I went to bed last night laughing at the memory of my childhood encounter with Sue Lawley.
I saw her in a branch of Waitrose in south-west London when I was ten or so. I was in a bad mood for a reason I don’t recall and, as I passed by, I muttered audibly: “Hmph. Another Sue Lawley impersonator.”
I remember her smiling, which struck me as rather gracious given the scorn I had just poured upon her. It did not occur to me at the time (or indeed for another two decades) that she was amused by the sheer absurdity of my comment. It’s quite far-fetched to imagine that there is one Sue Lawley impersonator out there, let alone sufficent numbers to justify irritation with seeing yet another one.
(It is worth noting, however, that the market for look-alikes is staggeringly broad. I have whiled away many happy hours perusing the small ads at the back of The Stage newspaper, a terrific resource for impersonators of anyone from Posh Spice to Karl Marx.)

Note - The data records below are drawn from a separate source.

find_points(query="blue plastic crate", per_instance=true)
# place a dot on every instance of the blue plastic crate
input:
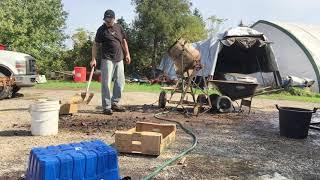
(88, 160)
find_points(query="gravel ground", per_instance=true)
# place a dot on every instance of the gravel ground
(231, 146)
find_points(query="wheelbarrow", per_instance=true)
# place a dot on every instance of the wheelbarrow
(232, 91)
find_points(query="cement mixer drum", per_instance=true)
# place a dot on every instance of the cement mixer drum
(184, 55)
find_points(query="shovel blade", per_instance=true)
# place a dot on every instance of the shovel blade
(89, 98)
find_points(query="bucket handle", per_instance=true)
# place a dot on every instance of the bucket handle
(315, 110)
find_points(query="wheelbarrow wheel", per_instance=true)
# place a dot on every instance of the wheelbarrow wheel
(214, 100)
(162, 99)
(196, 110)
(224, 104)
(202, 99)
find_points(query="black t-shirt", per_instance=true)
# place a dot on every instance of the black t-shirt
(111, 39)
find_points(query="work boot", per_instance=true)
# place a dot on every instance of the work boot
(107, 111)
(118, 108)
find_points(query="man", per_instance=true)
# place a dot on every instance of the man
(111, 38)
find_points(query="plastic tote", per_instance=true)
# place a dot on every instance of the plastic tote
(294, 122)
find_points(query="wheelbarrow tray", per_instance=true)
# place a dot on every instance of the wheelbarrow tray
(235, 89)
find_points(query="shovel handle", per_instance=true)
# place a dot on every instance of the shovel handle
(90, 78)
(315, 110)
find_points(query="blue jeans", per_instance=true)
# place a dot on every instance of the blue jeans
(111, 71)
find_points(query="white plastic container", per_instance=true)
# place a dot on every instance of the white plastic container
(44, 117)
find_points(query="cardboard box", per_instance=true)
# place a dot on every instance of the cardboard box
(145, 138)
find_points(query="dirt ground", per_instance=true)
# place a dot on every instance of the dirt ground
(230, 146)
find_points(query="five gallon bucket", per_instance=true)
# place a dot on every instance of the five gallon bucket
(294, 122)
(44, 117)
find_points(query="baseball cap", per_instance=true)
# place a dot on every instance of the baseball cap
(109, 14)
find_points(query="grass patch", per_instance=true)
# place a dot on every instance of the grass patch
(96, 86)
(291, 98)
(293, 94)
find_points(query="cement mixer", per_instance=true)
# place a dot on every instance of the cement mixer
(187, 64)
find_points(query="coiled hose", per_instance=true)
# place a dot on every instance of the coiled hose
(165, 164)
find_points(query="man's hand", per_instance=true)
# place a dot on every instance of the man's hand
(128, 59)
(93, 63)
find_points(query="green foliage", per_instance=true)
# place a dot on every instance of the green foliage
(80, 55)
(214, 24)
(34, 27)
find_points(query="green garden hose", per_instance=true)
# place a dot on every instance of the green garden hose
(165, 164)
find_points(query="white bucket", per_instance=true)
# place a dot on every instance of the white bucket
(44, 117)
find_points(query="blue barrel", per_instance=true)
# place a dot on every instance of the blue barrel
(88, 160)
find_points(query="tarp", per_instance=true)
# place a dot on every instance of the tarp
(238, 50)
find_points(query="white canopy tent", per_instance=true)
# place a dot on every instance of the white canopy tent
(296, 47)
(216, 54)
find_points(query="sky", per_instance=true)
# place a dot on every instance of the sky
(88, 14)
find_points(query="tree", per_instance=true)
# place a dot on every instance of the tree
(80, 55)
(81, 37)
(160, 23)
(34, 27)
(214, 24)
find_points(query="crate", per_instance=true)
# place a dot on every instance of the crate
(145, 138)
(86, 160)
(68, 108)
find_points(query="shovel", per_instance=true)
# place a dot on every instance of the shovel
(86, 96)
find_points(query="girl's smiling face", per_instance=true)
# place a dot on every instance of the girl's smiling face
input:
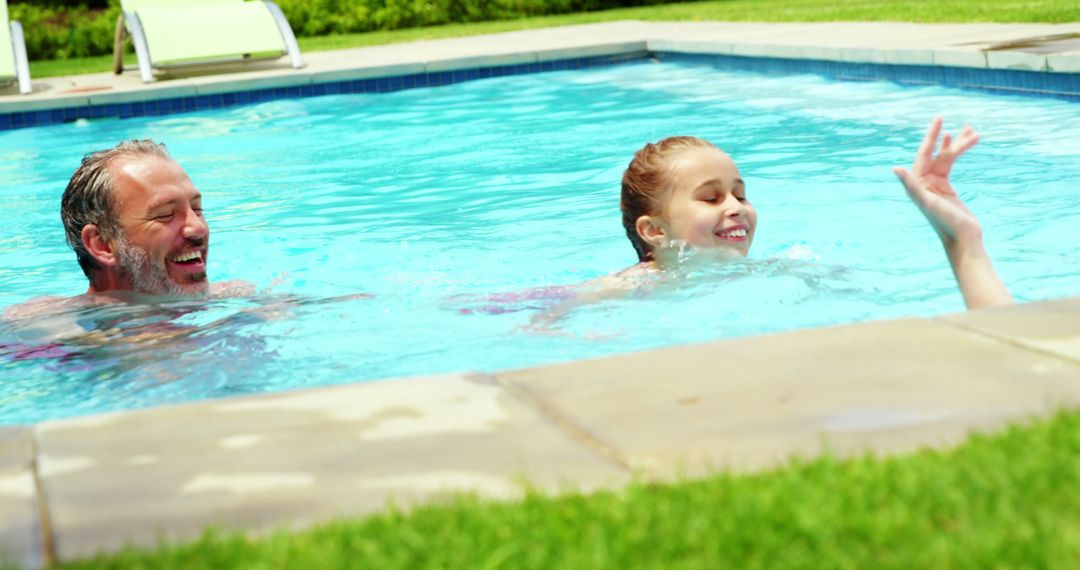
(705, 205)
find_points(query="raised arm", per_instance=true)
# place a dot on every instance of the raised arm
(928, 186)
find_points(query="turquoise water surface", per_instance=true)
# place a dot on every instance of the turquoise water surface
(451, 205)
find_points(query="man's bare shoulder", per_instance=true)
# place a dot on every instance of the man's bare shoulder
(42, 307)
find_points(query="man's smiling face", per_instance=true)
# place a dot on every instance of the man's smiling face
(163, 236)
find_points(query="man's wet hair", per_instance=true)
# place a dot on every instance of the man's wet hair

I was reminded of the incident by Tenuous ’08 – a blogger’s inspired competition to find people’s most tenuous connection to a celebrity. Last year’s winner was an absolute corker: “My cousin’s great grandmother was in the car crash with Sammy Davis Jr when he lost his left eye.” My Lawley story clearly wasn’t going to cut it, so I entered instead the time I was in Oddbins in Wapping, east London, to buy several crates of cava for a housewarming party. The bill was at least £100, and I remarked to the staff that it wasn’t a bad sale for them. “Not really,” the assistant said. “We just had Suzie Quattro in here. She bought so much that we had to run her card through twice.”